Entretien

Keith Kouna / René Lussier

Schubert dans l’hiver québécois

Le voyage d’hiver, première collaboration entre Keith Kouna et René Lussier, est une réinterprétation étonnante des lieder de Schubert. Les deux musiciens nous racontent aujourd’hui comment ils se sont approprié une œuvre du XIXe siècle pour en faire un projet unique dans le paysage artistique québécois.

Qu’est-ce qui, dans cette œuvre-là, t’a touché, chamboulé au point de te donner envie de te lancer dans un tel projet de réécriture et d’interprétation?
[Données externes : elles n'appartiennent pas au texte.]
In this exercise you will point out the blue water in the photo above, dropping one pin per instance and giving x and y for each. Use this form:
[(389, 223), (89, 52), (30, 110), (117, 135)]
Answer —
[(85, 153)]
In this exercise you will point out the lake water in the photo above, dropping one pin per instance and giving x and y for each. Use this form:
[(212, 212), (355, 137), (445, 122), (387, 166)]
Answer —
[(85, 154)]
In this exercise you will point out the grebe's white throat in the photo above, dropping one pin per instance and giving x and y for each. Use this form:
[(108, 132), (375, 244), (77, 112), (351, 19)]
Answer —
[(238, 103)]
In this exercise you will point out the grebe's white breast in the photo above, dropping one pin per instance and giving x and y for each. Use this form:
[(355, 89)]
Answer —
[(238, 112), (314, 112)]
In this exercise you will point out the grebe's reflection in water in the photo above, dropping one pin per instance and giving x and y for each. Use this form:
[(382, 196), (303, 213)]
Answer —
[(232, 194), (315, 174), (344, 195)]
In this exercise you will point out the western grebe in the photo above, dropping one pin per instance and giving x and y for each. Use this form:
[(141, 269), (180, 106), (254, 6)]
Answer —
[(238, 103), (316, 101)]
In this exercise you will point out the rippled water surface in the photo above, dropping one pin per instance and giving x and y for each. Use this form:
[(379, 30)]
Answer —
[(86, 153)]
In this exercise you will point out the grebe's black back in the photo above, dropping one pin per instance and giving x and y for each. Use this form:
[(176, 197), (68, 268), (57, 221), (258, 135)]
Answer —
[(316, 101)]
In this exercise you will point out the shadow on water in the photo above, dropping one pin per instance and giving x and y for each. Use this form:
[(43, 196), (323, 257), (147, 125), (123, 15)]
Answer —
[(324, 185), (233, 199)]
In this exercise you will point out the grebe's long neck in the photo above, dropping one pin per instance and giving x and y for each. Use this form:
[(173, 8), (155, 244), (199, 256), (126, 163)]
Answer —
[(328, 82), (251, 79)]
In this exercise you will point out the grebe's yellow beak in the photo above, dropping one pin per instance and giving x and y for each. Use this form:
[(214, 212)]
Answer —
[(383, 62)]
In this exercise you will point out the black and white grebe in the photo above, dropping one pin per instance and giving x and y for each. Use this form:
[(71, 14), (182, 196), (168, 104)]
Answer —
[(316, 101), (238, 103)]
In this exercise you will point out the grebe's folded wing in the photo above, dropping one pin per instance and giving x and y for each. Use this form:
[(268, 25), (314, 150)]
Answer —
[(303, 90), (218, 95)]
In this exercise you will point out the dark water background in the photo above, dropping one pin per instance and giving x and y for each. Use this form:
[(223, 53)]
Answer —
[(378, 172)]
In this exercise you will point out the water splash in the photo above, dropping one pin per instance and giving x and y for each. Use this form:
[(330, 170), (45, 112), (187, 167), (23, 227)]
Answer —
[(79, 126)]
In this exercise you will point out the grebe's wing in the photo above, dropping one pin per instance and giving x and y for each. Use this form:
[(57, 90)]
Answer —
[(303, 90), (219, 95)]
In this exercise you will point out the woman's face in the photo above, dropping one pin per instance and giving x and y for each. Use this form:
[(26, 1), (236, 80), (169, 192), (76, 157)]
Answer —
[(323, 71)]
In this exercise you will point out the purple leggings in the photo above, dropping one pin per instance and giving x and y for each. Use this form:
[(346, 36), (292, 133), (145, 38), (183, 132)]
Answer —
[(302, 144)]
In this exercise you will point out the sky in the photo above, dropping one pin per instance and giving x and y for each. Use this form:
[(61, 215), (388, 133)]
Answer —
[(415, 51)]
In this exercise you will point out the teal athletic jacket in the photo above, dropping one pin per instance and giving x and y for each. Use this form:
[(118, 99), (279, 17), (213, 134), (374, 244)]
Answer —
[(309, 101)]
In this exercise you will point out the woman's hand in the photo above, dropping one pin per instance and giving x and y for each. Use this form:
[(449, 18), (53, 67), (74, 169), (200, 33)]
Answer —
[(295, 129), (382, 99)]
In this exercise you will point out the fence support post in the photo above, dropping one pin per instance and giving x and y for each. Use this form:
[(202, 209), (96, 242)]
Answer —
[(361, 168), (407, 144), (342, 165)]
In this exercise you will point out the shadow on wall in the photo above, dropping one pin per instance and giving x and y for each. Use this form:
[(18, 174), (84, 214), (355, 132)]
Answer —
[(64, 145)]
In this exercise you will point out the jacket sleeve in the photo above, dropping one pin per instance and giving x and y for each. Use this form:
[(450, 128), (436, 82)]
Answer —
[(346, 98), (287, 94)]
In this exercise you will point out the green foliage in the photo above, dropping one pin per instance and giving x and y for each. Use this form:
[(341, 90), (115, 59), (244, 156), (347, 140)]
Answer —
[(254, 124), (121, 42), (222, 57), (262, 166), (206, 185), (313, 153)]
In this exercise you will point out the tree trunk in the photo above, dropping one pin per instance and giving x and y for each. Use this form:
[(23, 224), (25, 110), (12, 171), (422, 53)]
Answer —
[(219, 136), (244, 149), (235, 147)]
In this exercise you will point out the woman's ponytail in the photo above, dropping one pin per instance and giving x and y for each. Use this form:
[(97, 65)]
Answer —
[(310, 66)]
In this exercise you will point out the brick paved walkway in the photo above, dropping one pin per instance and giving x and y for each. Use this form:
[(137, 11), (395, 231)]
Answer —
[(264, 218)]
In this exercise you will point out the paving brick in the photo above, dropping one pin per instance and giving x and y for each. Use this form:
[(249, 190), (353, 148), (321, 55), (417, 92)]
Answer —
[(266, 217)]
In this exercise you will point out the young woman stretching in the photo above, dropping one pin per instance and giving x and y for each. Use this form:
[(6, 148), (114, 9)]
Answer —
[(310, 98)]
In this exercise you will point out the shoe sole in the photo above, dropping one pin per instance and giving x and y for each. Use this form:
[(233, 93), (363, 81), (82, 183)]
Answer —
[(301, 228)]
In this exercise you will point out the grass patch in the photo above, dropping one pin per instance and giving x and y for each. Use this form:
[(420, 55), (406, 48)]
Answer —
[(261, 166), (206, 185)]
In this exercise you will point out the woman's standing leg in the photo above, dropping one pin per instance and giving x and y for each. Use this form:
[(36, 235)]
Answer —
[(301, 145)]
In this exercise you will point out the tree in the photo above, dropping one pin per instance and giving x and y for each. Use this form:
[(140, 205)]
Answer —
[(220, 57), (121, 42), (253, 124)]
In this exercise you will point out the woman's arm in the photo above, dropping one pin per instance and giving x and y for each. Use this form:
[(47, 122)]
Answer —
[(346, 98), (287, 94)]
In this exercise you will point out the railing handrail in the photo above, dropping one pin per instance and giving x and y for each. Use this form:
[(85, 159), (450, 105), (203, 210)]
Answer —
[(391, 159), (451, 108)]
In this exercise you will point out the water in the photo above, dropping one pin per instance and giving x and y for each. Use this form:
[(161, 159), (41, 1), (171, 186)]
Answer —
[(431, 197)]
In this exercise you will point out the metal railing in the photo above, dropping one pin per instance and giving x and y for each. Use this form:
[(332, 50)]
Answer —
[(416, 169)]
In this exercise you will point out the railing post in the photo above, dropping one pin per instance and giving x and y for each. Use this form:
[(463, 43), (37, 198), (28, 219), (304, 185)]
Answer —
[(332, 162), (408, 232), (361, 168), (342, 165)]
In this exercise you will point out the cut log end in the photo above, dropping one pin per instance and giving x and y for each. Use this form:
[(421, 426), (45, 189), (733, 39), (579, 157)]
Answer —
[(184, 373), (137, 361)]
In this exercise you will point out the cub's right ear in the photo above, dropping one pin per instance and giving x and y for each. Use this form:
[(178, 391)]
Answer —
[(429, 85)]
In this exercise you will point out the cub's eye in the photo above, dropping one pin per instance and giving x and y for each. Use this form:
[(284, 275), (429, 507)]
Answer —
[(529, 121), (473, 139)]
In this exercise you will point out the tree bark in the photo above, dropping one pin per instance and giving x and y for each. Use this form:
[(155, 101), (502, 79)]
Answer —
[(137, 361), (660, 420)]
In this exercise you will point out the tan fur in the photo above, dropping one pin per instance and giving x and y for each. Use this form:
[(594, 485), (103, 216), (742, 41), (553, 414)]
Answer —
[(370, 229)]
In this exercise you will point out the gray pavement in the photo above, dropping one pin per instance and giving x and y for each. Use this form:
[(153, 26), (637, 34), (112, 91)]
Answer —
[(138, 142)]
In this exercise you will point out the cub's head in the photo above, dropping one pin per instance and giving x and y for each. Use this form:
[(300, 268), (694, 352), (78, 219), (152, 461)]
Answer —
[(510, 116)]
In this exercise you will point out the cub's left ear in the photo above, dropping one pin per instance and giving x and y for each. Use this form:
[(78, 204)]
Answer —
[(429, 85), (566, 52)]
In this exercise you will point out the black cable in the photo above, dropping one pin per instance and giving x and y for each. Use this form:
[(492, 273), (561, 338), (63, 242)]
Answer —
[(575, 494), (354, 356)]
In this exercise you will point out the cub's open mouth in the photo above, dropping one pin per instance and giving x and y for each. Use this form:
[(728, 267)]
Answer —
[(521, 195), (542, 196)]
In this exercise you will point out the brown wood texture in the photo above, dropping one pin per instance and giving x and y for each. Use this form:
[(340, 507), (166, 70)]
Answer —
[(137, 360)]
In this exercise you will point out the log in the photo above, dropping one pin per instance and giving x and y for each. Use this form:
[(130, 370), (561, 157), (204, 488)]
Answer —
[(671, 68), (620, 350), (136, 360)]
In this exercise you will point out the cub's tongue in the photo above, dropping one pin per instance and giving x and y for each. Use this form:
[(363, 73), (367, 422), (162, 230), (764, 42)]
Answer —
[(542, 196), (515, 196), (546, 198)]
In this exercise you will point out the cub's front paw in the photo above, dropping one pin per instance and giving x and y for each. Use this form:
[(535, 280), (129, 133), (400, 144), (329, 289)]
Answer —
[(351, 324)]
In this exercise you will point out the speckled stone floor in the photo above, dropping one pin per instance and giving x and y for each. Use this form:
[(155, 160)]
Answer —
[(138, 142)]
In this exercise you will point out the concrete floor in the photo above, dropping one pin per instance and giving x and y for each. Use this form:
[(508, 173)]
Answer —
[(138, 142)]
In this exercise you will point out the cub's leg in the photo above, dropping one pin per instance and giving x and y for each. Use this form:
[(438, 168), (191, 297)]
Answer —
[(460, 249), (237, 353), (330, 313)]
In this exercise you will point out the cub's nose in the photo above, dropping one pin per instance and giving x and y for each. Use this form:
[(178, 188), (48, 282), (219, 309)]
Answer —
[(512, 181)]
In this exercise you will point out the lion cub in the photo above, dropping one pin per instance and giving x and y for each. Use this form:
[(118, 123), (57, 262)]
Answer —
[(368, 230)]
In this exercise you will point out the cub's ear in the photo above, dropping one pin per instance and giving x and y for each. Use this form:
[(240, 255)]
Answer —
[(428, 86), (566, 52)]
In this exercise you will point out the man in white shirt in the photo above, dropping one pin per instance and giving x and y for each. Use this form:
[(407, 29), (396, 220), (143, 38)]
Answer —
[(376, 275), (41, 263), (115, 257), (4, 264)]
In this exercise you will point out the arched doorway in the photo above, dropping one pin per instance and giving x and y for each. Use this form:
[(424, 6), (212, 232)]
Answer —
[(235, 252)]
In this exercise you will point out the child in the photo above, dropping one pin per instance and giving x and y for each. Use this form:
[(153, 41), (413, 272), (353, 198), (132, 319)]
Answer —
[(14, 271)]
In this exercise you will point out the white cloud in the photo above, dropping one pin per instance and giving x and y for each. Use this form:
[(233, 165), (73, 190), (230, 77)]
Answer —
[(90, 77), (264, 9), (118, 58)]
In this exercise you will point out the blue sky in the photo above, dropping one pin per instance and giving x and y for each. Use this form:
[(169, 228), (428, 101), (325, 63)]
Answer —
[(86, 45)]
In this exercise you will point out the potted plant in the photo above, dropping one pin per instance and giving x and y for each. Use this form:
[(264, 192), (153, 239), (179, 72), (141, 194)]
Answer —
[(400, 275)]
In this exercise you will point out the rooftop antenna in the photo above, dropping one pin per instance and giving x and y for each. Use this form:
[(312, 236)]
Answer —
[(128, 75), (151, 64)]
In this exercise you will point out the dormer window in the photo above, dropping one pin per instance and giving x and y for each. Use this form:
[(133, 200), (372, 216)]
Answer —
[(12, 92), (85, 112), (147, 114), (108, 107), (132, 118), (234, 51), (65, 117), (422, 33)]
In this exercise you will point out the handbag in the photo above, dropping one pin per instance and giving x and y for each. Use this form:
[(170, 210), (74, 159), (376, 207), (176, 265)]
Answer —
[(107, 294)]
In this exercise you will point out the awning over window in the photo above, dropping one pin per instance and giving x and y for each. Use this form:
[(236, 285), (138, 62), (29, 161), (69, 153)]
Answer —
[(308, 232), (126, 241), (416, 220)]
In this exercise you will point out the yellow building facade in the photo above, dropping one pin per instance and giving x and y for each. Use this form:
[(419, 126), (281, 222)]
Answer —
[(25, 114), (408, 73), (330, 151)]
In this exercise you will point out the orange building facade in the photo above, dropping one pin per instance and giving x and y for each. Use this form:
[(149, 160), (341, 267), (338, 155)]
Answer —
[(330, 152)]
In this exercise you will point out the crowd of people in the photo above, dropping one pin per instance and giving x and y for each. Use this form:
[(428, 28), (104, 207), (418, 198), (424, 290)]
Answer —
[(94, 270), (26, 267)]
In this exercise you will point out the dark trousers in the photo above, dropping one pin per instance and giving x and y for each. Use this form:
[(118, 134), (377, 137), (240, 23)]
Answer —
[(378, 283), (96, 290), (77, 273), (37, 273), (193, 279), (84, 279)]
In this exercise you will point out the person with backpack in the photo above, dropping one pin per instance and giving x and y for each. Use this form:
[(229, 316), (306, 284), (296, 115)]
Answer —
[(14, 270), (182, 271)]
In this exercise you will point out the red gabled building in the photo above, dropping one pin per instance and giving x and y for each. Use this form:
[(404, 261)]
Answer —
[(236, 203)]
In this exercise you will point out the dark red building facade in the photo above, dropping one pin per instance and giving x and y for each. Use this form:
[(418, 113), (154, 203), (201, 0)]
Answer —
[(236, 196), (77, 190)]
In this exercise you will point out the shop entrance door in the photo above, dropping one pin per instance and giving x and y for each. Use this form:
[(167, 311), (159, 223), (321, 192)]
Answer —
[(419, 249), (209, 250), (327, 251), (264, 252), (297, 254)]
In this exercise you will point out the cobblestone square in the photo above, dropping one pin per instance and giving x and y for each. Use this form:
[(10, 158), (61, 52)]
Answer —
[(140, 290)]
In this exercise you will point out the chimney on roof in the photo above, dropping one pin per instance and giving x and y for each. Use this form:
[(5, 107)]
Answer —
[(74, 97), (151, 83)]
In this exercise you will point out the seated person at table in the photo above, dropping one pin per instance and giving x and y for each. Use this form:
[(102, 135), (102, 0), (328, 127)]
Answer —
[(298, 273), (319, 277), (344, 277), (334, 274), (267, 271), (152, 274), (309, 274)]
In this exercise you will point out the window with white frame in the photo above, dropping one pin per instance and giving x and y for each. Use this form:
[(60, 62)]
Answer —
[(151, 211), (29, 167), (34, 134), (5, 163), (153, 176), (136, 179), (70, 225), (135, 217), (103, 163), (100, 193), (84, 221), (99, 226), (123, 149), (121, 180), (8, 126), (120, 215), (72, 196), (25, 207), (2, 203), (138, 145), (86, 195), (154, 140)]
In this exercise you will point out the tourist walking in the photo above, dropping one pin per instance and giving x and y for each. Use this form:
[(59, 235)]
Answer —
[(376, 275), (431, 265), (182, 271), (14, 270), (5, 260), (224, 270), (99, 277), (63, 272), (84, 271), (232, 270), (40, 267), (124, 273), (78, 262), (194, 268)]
Keith KounaLe voyage d’hiver est une œuvre que j’aime vraiment beaucoup. En 1995, quand j’habitais à Joliette, j’ai entendu une pièce à Radio-Canada, c’était la sixième du cycle, Wasserflut ou «l’eau des inondations». Je suis allé me chercher le disque le lendemain. Ce qui m’a touché, d’abord et avant tout, c’est la beauté des mélodies, l’intensité, l’ambiance et la puissance de cette œuvre dans son côté très nu, piano et voix seulement. Et puis il y a un côté très accrocheur, très pop pour du classique, on finit vite par reconnaître et fredonner les pièces, ce qui est rare. C’est sombre et lumineux à la fois. C’est vrai. C’est beau. À l’époque, je suivais des cours de chant classique, je m’étais mis en tête de chanter tout le cycle un jour. En allemand, évidemment! Et comme dans ma version préférée, celle de Dietrich Fischer-Dieskau avec Daniel Barenboïm au piano, la version à laquelle je suis resté scotché. Mais j’ai finalement laissé tomber mes cours de chant, je me faisais chier, pas la discipline ni la patience.

Comment le projet s’est-il finalement mis en place?

K.K. — Un moment donné, à force d’écouter Le voyage, dans mon char, surtout, je me suis mis à improviser un peu n’importe quoi sur les mélodies et, peu à peu, l’idée d’écrire de nouveaux textes dessus et de les chanter a fini par germer. Ça s’est concrétisé tranquillement pas vite, surtout à partir du moment où j’en ai parlé à Vincent Gagnon, mon pianiste, et à Martien Bélanger, mon guitariste, qui ont vraiment flashé et trouvé l’idée excitante. À partir de là, j’avais un projet! Au tout début, je voulais faire Le voyage d’hiver piano-voix, en restant vraiment très près de l’original, sauf pour les textes. Vincent Gagnon trouvait l’idée attrayante, mais en même temps, comme on n’est ni pianistes ni chanteurs classiques, on a fini par se dire que refaire un Voyage moins bien joué et moins bien chanté n’était peut-être pas l’idée du siècle. Tant qu’à faire, il valait mieux s’attaquer à un réarrangement musical en allant chercher dans Schubert ce qui pouvait nous amener ailleurs.

René Lussier — C’est un des musiciens de Keith, Martien Bélanger, qui m’a demandé si j’avais envie de réaliser avec lui un projet studio autour du Voyage d’hiver – que, pour ma part, je ne connaissais pas. Schubert, pour moi, ça se limitait à La truite. Ça faisait peut-être deux ou trois ans que Keith gossait là-dessus, avec ses complices de Québec, et ça se voulait un trip rock. On m’a envoyé des croquis, trois ou quatre pour chaque pièce, et il y avait vraiment toutes sortes de choses là-dedans: du rock, de l’électro, du punk, des séquences midi, etc. Ce n’était pas n’importe quoi, parce que c’était toujours Schubert, toujours Kouna, mais c’était pas mal disparate. J’ai beau aimer les trucs éclatés, ça manquait d’unité. Ça avait plus l’air d’une compilation, toujours chantée par le même chanteur, que d’un ensemble ou d’un tout.